El público bilbaíno, que será triunfalista e incluso santo, pero no tonto, protestó con vehemencia estos sucesos, y hasta la corrida entera, que constituyó un cúmulo de despropósitos, un fraude total. Pues los diestros, sin el menor sentido de la discreción ni de la vergúenza torera, se dedicaban a componer posturas delante de aquellos toros envilecidos; cuando marcaban el pase, lo hacían embarcando con el pico de la muleta rumbo a lejanos horizontes, y además rectificaban terrenos, lo cual podía ser apretando a correr por las buenas. Quien más corrió fue Joselito en su primer inválido. No paraba, de un lado a otro.

Manolo Sánchez, sin toros, apenas podía esbozar los pases que conforman su buen toreo. Enrique Ponce repetía la faena que tine patentada: me ayudo, me derechacizo, me pongo más bonito que un San Luis, y si se desploma el toro (que se desplomaba), ya se levantará.

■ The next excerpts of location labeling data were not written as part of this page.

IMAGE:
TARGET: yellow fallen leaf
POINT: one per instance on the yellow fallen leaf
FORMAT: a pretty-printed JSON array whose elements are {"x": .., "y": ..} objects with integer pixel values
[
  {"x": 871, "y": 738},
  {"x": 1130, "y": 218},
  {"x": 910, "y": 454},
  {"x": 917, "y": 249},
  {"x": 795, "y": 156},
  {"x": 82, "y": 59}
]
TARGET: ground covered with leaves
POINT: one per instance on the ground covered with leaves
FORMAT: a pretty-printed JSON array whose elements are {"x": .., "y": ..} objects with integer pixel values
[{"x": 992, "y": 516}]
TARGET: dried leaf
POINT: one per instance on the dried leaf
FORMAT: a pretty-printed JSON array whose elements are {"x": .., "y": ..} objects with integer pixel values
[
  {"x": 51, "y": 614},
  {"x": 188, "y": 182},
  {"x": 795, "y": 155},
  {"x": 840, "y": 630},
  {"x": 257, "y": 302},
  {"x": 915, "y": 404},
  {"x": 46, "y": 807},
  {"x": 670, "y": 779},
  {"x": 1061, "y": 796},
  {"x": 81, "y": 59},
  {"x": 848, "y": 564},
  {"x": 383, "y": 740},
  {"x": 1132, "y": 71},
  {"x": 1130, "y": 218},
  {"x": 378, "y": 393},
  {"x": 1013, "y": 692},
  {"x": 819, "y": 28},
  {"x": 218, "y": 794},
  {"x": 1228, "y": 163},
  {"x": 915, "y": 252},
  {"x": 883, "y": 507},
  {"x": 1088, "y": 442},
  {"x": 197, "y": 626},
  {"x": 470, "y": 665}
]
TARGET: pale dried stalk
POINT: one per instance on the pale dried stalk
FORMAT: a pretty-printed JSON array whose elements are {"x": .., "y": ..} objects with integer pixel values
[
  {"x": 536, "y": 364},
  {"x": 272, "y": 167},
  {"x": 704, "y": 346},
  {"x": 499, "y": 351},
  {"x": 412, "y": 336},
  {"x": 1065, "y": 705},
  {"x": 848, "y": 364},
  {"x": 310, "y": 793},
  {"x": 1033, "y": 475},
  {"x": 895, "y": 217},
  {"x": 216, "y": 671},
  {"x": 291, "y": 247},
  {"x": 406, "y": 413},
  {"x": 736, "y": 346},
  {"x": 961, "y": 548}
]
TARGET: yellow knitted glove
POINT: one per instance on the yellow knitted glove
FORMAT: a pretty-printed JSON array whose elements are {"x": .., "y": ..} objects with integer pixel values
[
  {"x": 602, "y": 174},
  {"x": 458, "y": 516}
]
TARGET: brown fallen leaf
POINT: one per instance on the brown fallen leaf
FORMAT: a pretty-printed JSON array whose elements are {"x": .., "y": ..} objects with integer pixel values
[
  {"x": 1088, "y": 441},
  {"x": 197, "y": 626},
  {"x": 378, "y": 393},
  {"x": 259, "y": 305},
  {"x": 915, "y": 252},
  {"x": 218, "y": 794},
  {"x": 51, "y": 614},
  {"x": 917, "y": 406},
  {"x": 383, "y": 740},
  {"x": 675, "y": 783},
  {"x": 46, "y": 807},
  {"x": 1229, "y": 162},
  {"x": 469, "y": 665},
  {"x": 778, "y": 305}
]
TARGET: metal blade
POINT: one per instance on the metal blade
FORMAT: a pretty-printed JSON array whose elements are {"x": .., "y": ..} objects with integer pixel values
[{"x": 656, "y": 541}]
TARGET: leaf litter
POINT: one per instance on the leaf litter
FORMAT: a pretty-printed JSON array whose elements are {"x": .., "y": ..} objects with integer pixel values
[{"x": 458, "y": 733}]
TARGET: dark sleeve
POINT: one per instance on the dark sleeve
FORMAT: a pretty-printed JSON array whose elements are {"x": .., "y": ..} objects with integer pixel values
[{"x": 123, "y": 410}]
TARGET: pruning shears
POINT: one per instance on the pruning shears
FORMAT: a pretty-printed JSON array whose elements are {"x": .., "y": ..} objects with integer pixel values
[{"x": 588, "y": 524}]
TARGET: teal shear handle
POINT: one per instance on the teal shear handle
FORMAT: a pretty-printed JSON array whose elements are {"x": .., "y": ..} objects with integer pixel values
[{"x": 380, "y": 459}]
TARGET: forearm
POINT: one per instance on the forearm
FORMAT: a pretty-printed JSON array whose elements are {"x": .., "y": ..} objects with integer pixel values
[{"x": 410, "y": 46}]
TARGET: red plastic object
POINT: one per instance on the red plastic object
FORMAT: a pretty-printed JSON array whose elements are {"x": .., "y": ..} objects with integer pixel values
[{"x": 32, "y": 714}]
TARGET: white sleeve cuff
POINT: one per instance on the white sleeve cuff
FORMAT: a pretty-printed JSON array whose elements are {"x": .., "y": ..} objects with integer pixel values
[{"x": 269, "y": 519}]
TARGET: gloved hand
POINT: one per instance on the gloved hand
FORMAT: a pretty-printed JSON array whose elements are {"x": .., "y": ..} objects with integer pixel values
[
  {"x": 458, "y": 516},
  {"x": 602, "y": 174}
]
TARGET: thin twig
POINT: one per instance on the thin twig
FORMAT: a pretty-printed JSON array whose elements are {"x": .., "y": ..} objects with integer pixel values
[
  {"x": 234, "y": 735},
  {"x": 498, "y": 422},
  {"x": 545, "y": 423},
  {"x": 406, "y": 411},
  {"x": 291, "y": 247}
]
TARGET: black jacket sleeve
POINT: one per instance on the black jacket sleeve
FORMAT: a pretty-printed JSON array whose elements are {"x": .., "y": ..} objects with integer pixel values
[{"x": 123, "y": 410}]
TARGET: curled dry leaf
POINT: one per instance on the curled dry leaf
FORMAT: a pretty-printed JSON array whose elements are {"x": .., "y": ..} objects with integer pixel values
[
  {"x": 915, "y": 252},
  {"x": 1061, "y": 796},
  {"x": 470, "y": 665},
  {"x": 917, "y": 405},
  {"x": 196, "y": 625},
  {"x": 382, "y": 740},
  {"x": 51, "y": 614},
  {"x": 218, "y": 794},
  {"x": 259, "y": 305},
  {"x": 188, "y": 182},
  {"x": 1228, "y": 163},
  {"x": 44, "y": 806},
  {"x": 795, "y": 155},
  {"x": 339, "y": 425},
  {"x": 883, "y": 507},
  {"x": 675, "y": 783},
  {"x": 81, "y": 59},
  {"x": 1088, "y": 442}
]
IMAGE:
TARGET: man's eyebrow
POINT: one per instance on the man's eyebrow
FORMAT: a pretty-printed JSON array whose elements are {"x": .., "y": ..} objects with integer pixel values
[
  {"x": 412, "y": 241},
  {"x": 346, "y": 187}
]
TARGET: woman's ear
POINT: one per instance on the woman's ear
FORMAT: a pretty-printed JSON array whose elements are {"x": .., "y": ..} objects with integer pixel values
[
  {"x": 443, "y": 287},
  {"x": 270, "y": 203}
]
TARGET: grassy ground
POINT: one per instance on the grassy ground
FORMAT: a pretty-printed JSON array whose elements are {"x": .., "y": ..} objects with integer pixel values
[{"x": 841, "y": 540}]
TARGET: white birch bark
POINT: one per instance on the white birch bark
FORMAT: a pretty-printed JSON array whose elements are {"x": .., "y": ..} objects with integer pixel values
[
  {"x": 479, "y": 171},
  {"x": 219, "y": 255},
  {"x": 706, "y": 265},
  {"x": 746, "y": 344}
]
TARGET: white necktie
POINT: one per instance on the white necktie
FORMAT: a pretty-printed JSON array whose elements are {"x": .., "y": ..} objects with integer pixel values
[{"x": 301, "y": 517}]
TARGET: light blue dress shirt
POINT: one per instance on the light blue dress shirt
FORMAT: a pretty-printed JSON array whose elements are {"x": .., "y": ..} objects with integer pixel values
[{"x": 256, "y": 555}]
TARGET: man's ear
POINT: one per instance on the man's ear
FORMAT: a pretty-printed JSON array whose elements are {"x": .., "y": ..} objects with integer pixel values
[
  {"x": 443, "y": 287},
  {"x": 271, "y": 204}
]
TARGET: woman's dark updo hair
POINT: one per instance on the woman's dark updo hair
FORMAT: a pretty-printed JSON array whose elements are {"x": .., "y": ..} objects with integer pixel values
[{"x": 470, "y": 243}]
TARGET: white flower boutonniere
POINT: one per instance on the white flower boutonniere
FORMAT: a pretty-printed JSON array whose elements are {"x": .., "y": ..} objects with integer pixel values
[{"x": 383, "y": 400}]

Esto dicen los taurinos que es torear, y aquello de parar-templar-mandar cargando la suerte, el cuento de Caperucita Roja. Los taurinos, recrecidos gracias a ese nefasto reglamento inventado por el ministro Corcuera que les permite todas las tropelías, le han perdido el respeto a la fiesta misma, y ya no se recatan en manifestar el desprecio que les inspiran sus valores y sus glorias. Hay que oir cómo los juzgan. ¿Belmonte? ¡Un gilipollas! Un gilipollas que se despatarraba para pegar pechugazos sacando el mentón. ¿Pepe Luis? Un pobre de pedir, que sacó aquello del cartucho pescao y no mandó nunca en la fiesta. ¿Antonio Bienvenida? Un trilero que engañaba a los madrileños con dos molinetes y tres sonrisas. ¿Domingo Ortega? Un gracioso que toreaba andando, já, já, já.

Y así pasa que estas figuras de la postura, el pico y el pase orbital van por las plazas convencidos de que son Lagartijo y Frascuelo unidos en justas nupcias. Hasta que les sale un toro de verdad, claro, y entonces se les viene el mundo encima. Le sucedío a Joselito, a quien le salió el toro en Bibao, se llevó un susto y no lo quiso ni ver. Con gran sorpresa y luego escándalo monumental de la masa enfurecida.